Reconstructing the Past

Developing software to document historic structures today, enabling digital reconstruction and dissemination of VR models.

Developing software which documents a historic structure as it stands today, enabling fast and accurate digital reconstruction and facilitating global dissemination of virtual reality models.

  • Project Director

  • Rebecca K. Napolitano
  • Project Manager

  • Rebecca K. Napolitano
  • Technical Lead

  • Benjamin Hicks
  • Additional Technical Lead

  • Rebecca K. Napolitano
  • Graduate Research Assistant

  • Hannah Smagh
  • Undergraduate Research Assistant

  • Rachel Coe-Scharff
  • Sophia Feist
  • Solmaz Jumakuliyeva
  • Grace Sommers

The overarching objective of this project is to create a free, easy-to-use program to facilitate fast yet accurate reconstructions of cultural heritage sites around the world. Currently such a program does not exist and this work has the potential to radically transform how cultural heritage is protected and appreciated. This research will provide an efficient workflow for bringing invaluable cultural heritage from remote sites accessible only to a select few scholars to a global audience via 3D virtual reality models on the web. These advancements come at a time when historic structures are faced with unprecedented environmental and anthropogenic destruction as well as at a time when destroying history is now being charged as a war crime. Critical steps need to be carried out immediately across disciplines in order to ensure the safeguarding of the world’s heritage sites.

Through this project we want to incorporate 3D documentation of what is currently on a cultural heritage site, digital reconstruction throughout the lifetime of the building, as well as global dissemination of these documented and reconstructed 3D models. A major component of what we are working with CDH to do is create a database of construction materials for heritage sites. We have chosen to focus on timber construction for Roman works as the starting point of our database and will expand from there to include other places, materials, and time periods. We are working to have this database include primary textual evidence, such as Vitruvius, Pliny and other authors, describing the materials, archaeological sites where this material has been found, as well as a listing of the mechanical properties. Since this materials database is our first step towards creating a program which can enable fast and accurate reconstructions of heritage sites, understanding the material properties is critical to any accurate reconstruction.

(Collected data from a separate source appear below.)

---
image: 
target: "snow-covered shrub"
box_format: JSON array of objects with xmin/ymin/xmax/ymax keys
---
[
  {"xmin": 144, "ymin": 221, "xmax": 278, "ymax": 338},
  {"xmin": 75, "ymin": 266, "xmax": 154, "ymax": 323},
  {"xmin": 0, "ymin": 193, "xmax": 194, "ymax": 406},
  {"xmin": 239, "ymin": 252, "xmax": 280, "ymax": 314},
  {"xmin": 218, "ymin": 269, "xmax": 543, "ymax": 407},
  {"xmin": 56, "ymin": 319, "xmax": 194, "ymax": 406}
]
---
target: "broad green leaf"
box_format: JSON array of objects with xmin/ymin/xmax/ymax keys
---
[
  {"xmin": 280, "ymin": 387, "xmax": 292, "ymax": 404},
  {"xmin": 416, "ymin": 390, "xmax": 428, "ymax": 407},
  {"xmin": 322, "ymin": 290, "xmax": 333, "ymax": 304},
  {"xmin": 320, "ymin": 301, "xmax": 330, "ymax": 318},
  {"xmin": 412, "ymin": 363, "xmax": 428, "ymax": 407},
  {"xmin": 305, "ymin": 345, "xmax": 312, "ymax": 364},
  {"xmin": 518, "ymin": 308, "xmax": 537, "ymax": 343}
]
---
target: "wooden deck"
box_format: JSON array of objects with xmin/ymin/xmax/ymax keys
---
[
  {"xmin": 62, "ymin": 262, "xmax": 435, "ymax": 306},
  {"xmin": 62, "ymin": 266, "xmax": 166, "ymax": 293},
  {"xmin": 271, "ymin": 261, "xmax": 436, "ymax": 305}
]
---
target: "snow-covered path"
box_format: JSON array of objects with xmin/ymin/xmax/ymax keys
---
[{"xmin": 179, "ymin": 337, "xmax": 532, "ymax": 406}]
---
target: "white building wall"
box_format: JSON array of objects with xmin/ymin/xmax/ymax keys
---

Due to natural disasters, improper conservation, abuse, and other reasons, cultural heritage structures are constantly at risk. However for the first time this past September, the destruction of cultural sites has led to a war crime conviction illustrating that preserving historic sites is a global goal. The United Nations cultural agency, UNESCO, has stated that “Deliberate attacks on culture have become weapons of war in a global strategy of cultural cleansing seeking to destroy people as well as the monuments bearing their identities, institutions of knowledge, and free thought.” In order to best preserve sites of cultural heritage and bring them into the global consciousness, thorough documentation and high accessibility to digitized sites is imperative; by the success of our project, cultural heritage may be saved in the best possible form for research, reconstruction, and future generations.